I've just done some testing. If I create an email with the Xfinity app on my phone it behaves the way every other email program in the world works, i.e., WYSIWYG. As we all do, If I have a long sentence or large paragraph, I just keep typing, and let it word wrap when the number of characters gets too large for the current viewport. When I am done with a paragraph, if I hit the return or enter key once, the cursor goes to the beginning of the next line, with no vertical space between the new paragraph and the last one, which leads to no clear paragraph break. In order to get a one-line space between the paragraphs, I have to hit the Enter key twice. And when I am done, the recipient sees the same paragraph blocking as I see when I create the message.
However, if I type the same message using any browser on my Windows PC and the Xfinity mail application, the message blocking still looks the same when I create it, but when I, or anyone else, opens the email message, my single Enter keystroke has put two line feeds in the message, and my double Enter keystrokes to get the desired one-line space between paragraphs, has been magically converted to 2 x 2 = 4 (four) line feeds in the message going out. Which totally screws up the desired blocking of my message.
I find it amazing that the Comcast experts refuse to get it. They all insist that either this is the way it is supposed to work (all of us on this forum would argue otherwise), or that if we want an application that handles email correctly we shouldn't look to Xfinity, but to any other mail client in the world.

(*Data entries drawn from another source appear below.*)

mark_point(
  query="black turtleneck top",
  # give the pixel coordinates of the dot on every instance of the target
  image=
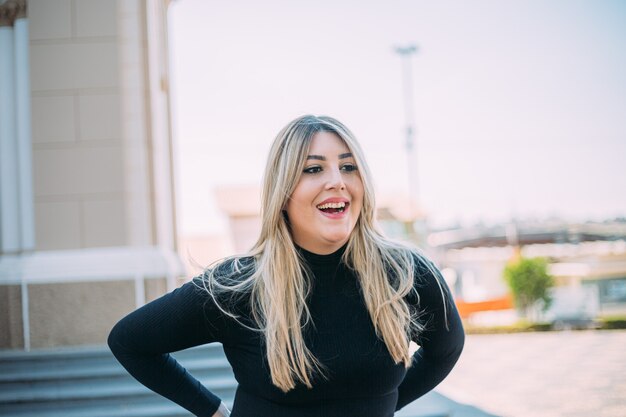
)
(362, 379)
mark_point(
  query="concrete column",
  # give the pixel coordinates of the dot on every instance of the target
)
(162, 163)
(23, 131)
(135, 122)
(9, 190)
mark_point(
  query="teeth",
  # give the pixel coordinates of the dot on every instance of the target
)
(331, 205)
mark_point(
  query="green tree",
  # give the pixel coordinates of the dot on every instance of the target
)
(530, 283)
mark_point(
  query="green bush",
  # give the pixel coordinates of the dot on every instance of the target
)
(530, 283)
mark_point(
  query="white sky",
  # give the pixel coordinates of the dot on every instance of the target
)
(520, 105)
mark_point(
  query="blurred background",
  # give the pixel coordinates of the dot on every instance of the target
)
(133, 141)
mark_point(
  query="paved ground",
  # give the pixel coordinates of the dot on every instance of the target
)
(552, 374)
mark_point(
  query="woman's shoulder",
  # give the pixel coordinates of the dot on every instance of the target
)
(229, 271)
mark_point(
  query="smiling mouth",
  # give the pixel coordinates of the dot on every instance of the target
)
(333, 207)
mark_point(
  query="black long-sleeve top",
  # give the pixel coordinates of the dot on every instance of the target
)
(362, 379)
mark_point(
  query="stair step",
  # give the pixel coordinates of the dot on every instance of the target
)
(101, 369)
(157, 407)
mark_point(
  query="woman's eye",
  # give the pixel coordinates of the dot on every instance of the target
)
(312, 170)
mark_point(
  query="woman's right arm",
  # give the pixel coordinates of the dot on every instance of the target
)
(142, 341)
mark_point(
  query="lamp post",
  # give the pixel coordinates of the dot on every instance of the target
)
(406, 53)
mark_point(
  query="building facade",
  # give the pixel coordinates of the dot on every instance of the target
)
(87, 230)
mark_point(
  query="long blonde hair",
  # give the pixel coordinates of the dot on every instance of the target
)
(276, 282)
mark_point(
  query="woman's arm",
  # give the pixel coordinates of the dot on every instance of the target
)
(440, 345)
(142, 341)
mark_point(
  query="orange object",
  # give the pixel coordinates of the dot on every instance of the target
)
(466, 308)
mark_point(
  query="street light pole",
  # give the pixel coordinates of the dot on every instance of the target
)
(406, 54)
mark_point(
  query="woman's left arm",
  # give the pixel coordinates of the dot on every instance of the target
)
(440, 343)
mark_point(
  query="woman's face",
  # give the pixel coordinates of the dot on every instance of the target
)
(326, 203)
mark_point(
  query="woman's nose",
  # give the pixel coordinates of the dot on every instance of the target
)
(335, 180)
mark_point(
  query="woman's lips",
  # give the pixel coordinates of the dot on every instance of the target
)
(336, 214)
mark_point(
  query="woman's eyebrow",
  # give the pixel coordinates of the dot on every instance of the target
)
(323, 158)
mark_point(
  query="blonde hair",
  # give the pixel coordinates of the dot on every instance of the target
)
(276, 282)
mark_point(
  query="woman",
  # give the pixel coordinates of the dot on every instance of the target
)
(317, 318)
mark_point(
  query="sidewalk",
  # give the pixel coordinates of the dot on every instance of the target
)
(551, 374)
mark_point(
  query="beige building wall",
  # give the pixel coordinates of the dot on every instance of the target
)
(78, 157)
(102, 174)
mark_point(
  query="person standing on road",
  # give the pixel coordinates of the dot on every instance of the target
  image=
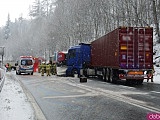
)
(150, 74)
(42, 67)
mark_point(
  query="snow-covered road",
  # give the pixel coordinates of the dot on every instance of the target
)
(14, 104)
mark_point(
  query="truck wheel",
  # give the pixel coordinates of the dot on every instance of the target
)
(107, 75)
(112, 76)
(104, 74)
(139, 82)
(74, 71)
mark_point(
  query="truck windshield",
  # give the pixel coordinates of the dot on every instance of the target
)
(26, 62)
(71, 53)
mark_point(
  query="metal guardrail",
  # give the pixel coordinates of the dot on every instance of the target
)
(2, 78)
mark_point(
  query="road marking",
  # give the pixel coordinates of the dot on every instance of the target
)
(155, 92)
(70, 96)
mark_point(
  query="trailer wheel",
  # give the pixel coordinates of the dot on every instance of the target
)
(112, 77)
(107, 75)
(74, 71)
(139, 82)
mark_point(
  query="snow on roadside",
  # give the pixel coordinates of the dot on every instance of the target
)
(14, 104)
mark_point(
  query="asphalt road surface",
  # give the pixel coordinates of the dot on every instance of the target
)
(65, 98)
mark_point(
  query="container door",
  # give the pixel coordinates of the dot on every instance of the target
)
(136, 46)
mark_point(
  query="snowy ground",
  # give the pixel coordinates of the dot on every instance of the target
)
(14, 104)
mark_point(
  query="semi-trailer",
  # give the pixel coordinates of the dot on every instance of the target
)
(125, 53)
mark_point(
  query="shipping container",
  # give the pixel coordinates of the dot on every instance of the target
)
(124, 48)
(125, 53)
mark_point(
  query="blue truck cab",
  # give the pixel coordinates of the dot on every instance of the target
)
(78, 58)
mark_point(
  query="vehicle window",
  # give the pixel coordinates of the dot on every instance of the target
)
(26, 62)
(71, 54)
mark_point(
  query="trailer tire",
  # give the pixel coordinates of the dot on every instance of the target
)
(74, 71)
(107, 75)
(112, 76)
(139, 82)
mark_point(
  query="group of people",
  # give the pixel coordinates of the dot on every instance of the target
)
(49, 68)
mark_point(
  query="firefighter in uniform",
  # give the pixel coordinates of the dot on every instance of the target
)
(150, 74)
(51, 70)
(48, 69)
(42, 67)
(54, 68)
(39, 68)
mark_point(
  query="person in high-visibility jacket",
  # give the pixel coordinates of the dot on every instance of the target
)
(54, 69)
(42, 67)
(39, 68)
(48, 69)
(150, 74)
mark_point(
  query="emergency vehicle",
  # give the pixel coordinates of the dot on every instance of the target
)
(25, 64)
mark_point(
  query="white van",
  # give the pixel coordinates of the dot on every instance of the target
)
(24, 65)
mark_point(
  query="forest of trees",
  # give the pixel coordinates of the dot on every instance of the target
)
(54, 25)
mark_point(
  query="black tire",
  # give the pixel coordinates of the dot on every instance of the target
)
(107, 75)
(139, 82)
(74, 71)
(112, 76)
(104, 74)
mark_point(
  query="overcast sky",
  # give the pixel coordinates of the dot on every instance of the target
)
(15, 8)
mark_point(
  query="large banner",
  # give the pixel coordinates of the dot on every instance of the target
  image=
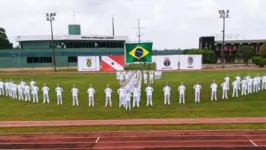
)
(112, 63)
(166, 62)
(88, 63)
(190, 61)
(138, 52)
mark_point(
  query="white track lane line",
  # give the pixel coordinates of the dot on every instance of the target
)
(253, 143)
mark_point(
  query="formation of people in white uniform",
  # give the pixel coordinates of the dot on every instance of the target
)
(130, 82)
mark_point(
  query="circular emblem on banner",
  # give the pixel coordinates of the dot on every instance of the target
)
(190, 60)
(88, 62)
(167, 62)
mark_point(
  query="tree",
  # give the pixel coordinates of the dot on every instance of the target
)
(4, 42)
(246, 53)
(262, 51)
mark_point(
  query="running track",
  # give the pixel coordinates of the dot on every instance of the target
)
(131, 122)
(185, 140)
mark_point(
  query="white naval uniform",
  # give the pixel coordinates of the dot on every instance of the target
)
(235, 88)
(244, 87)
(7, 88)
(181, 90)
(128, 99)
(214, 87)
(34, 92)
(149, 91)
(136, 93)
(14, 91)
(225, 90)
(167, 91)
(27, 92)
(263, 87)
(20, 92)
(197, 88)
(75, 100)
(2, 91)
(121, 93)
(45, 90)
(91, 92)
(250, 82)
(108, 96)
(59, 91)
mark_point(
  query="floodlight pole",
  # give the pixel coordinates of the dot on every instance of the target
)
(50, 17)
(223, 14)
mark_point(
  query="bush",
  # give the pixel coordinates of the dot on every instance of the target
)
(140, 66)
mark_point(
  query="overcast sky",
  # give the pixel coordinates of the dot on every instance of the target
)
(169, 24)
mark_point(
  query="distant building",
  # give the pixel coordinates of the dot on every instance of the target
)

If this is the way it is supposed to work, why does it behave differently depending on if you are composing your message on a PC or on a cell phone?
It is interesting that this discussion has been going in one forum thread or another for at least 18 months, and in most cases, once it becomes apparent that Comcast isn't going to help us or give us straight answers, "Expert" Latoque shuts down the forum with the statement: " With that, I'm closing this thread as it has played out its usefulness. " Usefulness to him, perhaps, but not to the increasingly frustrated Xfinity customers who are only trying to get Comcast to recognize they have a problem and make an honest effort to fix it.